Confesso che faccio fatica a comprendere le certezze ostentate da molti, i quali ormai ne fanno una questione di dogma o di libertà, e manifestano convinzioni assolute, neppure sfiorate dal dubbio. Mi fa anche paura vedere che un tema etico complesso, che tocca il mistero dell’esistenza stessa, sia diventato argomento per tribunali. Gli italiani sono i primatisti mondiali nel ricorso al giudizio della magistratura. Alle toghe affidano la regolazione di molti aspetti della vita: ora anche quelli della morte.
Non so se alcuni di voi si siano presi la briga di leggere la sentenza con cui la Corte d’appello di Milano ha autorizzato la rimozione del sondino che alimenta Eluana: io l’ho fatto e ne ho tratto un sentimento di profondo disagio. Nelle quattro pagine del decreto, i giudici stabiliscono con minuziosa pignoleria come debba avvenire il trapasso, ordinando la somministrazione «di quei presidi atti a prevenire o eliminare reazioni neuromuscolari paradosse». Ho cercato di informarmi, per comprendere che cosa celasse il linguaggio burocratico. E ho capito qual è la preoccupazione delle toghe. Visto che Eluana è viva, anche se non dà segni di vita, una volta che il suo corpo sarà privato del liquido che lo nutre e lo disseta, potrebbe reagire. Come? Nessuno lo sa. La corte fa capire che ci potrebbero essere movimenti involontari. Spasmi? Segni di sofferenza di un corpo che non è più nutrito e che non ha più acqua? Forse, ma con certezza non si può dire che succederà dopo il distacco del sondino.
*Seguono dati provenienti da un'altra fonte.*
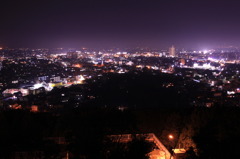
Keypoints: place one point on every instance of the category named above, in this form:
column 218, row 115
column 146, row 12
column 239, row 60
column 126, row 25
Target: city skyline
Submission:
column 198, row 24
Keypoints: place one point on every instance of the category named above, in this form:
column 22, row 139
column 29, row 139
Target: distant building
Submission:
column 72, row 55
column 172, row 51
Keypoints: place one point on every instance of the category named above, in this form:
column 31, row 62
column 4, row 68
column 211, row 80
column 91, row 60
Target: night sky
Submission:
column 100, row 23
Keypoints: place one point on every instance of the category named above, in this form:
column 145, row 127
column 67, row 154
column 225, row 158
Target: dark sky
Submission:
column 94, row 23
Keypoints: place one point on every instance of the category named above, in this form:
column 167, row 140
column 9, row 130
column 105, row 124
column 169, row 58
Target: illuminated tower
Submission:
column 172, row 51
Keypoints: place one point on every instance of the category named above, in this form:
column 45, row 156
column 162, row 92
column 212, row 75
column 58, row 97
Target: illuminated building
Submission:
column 172, row 51
column 72, row 55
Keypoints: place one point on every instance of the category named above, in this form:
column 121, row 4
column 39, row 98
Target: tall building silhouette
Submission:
column 172, row 51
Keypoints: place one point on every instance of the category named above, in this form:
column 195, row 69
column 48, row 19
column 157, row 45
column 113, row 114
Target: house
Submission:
column 159, row 151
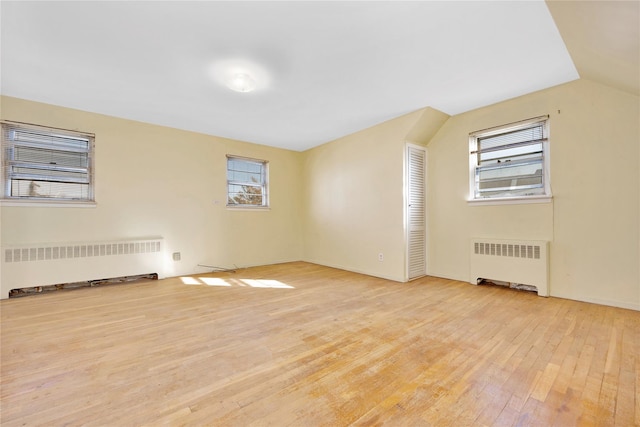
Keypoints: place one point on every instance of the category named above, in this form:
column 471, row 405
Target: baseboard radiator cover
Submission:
column 524, row 262
column 47, row 264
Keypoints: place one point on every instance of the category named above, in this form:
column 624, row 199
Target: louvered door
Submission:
column 416, row 233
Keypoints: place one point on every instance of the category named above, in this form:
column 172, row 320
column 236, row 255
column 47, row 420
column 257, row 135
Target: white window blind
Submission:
column 510, row 161
column 247, row 182
column 41, row 163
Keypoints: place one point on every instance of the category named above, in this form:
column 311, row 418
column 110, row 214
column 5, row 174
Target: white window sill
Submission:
column 510, row 200
column 46, row 204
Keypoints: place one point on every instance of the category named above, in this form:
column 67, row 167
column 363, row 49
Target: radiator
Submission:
column 523, row 262
column 43, row 264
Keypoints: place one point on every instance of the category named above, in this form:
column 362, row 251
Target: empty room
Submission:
column 298, row 213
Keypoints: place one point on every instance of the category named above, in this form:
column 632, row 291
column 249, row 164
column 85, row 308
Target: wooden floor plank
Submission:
column 321, row 347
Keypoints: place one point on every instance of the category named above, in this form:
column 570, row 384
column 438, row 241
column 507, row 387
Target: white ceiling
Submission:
column 323, row 69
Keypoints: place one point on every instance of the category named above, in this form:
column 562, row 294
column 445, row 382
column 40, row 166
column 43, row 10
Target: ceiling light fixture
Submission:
column 241, row 82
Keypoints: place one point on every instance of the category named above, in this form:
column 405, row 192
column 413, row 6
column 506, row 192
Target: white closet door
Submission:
column 416, row 239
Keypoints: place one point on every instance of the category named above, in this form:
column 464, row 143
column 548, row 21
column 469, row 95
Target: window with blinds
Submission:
column 247, row 182
column 46, row 164
column 510, row 161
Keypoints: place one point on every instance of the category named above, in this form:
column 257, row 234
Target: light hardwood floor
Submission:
column 303, row 345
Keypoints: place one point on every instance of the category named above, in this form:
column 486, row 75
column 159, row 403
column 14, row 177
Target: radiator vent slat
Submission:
column 507, row 250
column 48, row 253
column 523, row 262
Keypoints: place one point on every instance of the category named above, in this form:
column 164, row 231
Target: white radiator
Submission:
column 32, row 265
column 523, row 262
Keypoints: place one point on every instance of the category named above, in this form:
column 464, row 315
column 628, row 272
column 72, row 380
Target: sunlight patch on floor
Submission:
column 216, row 281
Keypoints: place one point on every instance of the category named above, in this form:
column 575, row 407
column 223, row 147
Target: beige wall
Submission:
column 593, row 222
column 342, row 203
column 157, row 181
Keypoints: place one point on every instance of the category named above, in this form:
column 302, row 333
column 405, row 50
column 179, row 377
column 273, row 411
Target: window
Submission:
column 247, row 182
column 510, row 161
column 46, row 164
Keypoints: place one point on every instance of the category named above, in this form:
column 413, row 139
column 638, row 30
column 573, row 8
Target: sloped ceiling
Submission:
column 322, row 69
column 603, row 38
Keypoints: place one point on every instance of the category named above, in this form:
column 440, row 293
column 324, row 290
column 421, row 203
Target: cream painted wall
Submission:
column 158, row 181
column 353, row 200
column 593, row 222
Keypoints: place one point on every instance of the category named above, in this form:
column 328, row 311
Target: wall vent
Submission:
column 45, row 264
column 47, row 253
column 524, row 262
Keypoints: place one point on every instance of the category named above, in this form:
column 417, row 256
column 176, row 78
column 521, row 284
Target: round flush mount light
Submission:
column 240, row 74
column 241, row 82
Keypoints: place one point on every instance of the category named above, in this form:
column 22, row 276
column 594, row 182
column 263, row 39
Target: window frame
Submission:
column 9, row 145
column 474, row 152
column 264, row 183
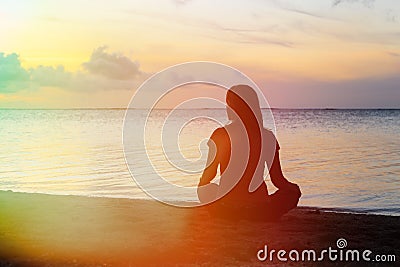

La morte non arriverà subito. Il corpo di Eluana non si spegnerà come una tv cui sia stata staccata la spina, ma continuerà a vivere per giorni, forse settimane. Terri Schiavo, la donna della Florida il cui caso anticipò le polemiche di oggi, visse 14 giorni senza l’alimentazione artificiale. Morì di fame o di sete, con una lenta agonia, come disse chi era contrario alla sospensione dell’alimentazione? Oppure fu un addio sereno senza alcuna sofferenza, come sostenne chi era favorevole? La risposta non c’è. Nel dubbio, i giudici si preoccupano di stabilire che a Eluana siano somministrati dei sedativi e «sostanze idonee a eliminare l’eventuale disagio da carenza di liquidi». È giusto che sia una corte a ordinare come deve morire una ragazza? Misure e precauzioni da prendere per spedirla all’aldilà vanno decise per sentenza? Non lo so. Credo di no, anche perché affidare il destino dell’esistenza ai magistrati mi sembra l’ultimo atto di burocratizzazione della vita.
Di un fatto sono certo: al posto di Eluana, non vorrei mai andarmene in un ospedale, ma a casa mia, tra i familiari. Lo so che entro in un campo minato. Ma non capisco Beppino Englaro, il padre, e questo suo accanimento a volere a tutti i costi una struttura pubblica dove far morire sua figlia. Forse vuole affermare un principio? Il diritto a un «fine pena» per i tormenti patiti in tanti anni d’ospedale? Comprendo il suo dolore, ma almeno la morte io non vorrei che me la passasse il servizio sanitario. Almeno quella vorrei che restasse un affare privato e non di stato.